S&P Global Ratings extended its bullish appraisal of electric vehicle maker Tesla (NASDAQL TSLA), upgrading the company’s debt rating from B+ to BB-. The raise puts the electric automaker just two notches from “investment grade” ratings.
“The stable outlook reflects our view that Tesla’s competitive position remains solid and its credit metrics will stay in line with our expectations,” S&P stated in a press release.
The BB rating is “less vulnerable in the near term but faces major ongoing uncertainties to adverse business, financial and economic conditions.”
To be considered investment grade, the company must be rated at BBB or higher.
The latest upgrade is Tesla’s second in three months, as the EV maker went up a notch, from B- to B+ in late July.
While the battery electric vehicle (BEV) market remains “a sliver” of total U.S. auto sales, Tesla’s BEV market share in the U.S. stood at almost 80% in the first half of 2020, according to the release.
S&P’s latest forecast projects Tesla deliveries of over 470,000 in 2020 and over 800,000 in 2021 as production for the Model Y increases.
“This ramp-up in production was significantly faster than its initial Model 3 ramp-up, which took over nine months to reach the same weekly rate,” the release stated. “We expect further improvements in efficiency, cost and technology as Tesla builds on lessons learned from prior factories.”
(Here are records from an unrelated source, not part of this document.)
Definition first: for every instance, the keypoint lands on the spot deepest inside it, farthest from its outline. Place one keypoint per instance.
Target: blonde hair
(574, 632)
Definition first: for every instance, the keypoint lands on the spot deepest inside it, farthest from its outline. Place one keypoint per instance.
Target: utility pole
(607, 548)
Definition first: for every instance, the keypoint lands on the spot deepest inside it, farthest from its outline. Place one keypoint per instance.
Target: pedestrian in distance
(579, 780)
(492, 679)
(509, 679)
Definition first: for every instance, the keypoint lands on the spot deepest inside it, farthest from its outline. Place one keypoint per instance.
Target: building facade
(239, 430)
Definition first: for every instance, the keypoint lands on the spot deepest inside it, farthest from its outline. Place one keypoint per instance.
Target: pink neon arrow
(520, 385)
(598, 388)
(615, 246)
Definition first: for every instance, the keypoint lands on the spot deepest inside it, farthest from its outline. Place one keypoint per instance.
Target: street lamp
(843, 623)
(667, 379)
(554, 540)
In July, Tesla announced it will build its newest Gigafactory near Austin, Texas. The 2,000-acre site will be used to build the Cybertruck, the Tesla Semi and the Model 3 and Model Y for the eastern half of North America.
Among the factors that could lower the rating include problems expanding global manufacturing, lowered demand for EVs, competition from traditional automakers and “draw[ing] customers away from buying Tesla’s vehicles,” S&P stated.